タブレットやスマホがレジ端末に! 軽減税率対策でも注目「mPOS」って? (4/5ページ)

 普段使用しているスマートフォンやタブレットをそのまま流用するのはさすがに難しいが、自宅内に使っていないiPadがあれば、それをそのまま使える。最上位機種である必要はないので、新規に購入しても、例えばiPadだと3万7800円(税別)から購入できる。

 最も安価なパターンだと、これだけでmPOSはスタートできる。後はmPOSサービスと契約して、アプリをインストールして設定すればいい。この手軽さがmPOSの売りの1つだ。設定しておけば、後は注文・会計時に商品ボタンをタッチしていけばいい。

 商品と価格を覚えている必要はないし、割引などの価格変更も柔軟に対応できる。どういった機能が搭載されているかは、各アプリ、サービスによって異なるが、一般的なPOSシステムで必要な機能は網羅されており、機能として遜色はない。
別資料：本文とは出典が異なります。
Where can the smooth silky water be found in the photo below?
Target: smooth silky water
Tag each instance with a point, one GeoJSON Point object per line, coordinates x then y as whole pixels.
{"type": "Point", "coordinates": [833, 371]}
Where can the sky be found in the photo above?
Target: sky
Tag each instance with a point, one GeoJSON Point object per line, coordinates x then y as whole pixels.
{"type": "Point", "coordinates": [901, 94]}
 そのままタブレットを使って1日の売り上げ分析をすることもできるし、レジ締めのための機能もそろっている。顧客管理、在庫管理といった機能も搭載していて幅広いサービスが利用できる。

 拡張性も確保されている。タブレット1つで利用開始しても、現金を扱うドロアやレシートプリンタを導入して、より一般的なレジに近づけることもできる。クレジットカードリーダーを追加してもいいし、話題のQRコード決済なら、mPOSサービス側が対応していればタブレットのカメラで読み込むといったこともできる。
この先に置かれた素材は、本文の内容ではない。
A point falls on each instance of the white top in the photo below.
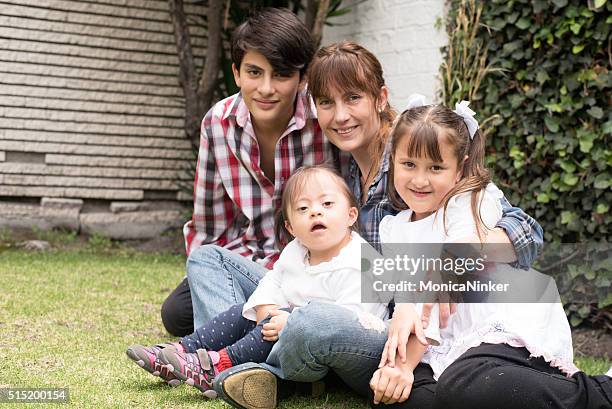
(295, 283)
(542, 328)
mPOSにドロアやレシートプリンタを追加することもできる

mPOSにドロアやレシートプリンタを追加することもできる

 もちろん、mPOSサービスの多くは消費税増税に伴う軽減税率に対応している。サービス側が改修すれば、店側はアプリのアップデートなどで簡単に軽減税率に対応できるというのも、mPOSのメリットだろう。

 軽減税率対応なので、政府の軽減税率対策補助金の対象にもなる。今回の制度だと、「各サービス事業者が補助金の対象となるように登録した端末」が対象となるため、自由に端末を選んで補助金を受け取る、ということはできない。中古端末も対象外だ。自分が利用するサービス事業者や中小企業庁所管の軽減税率対策補助金事務局のサイトでチェックしておこう。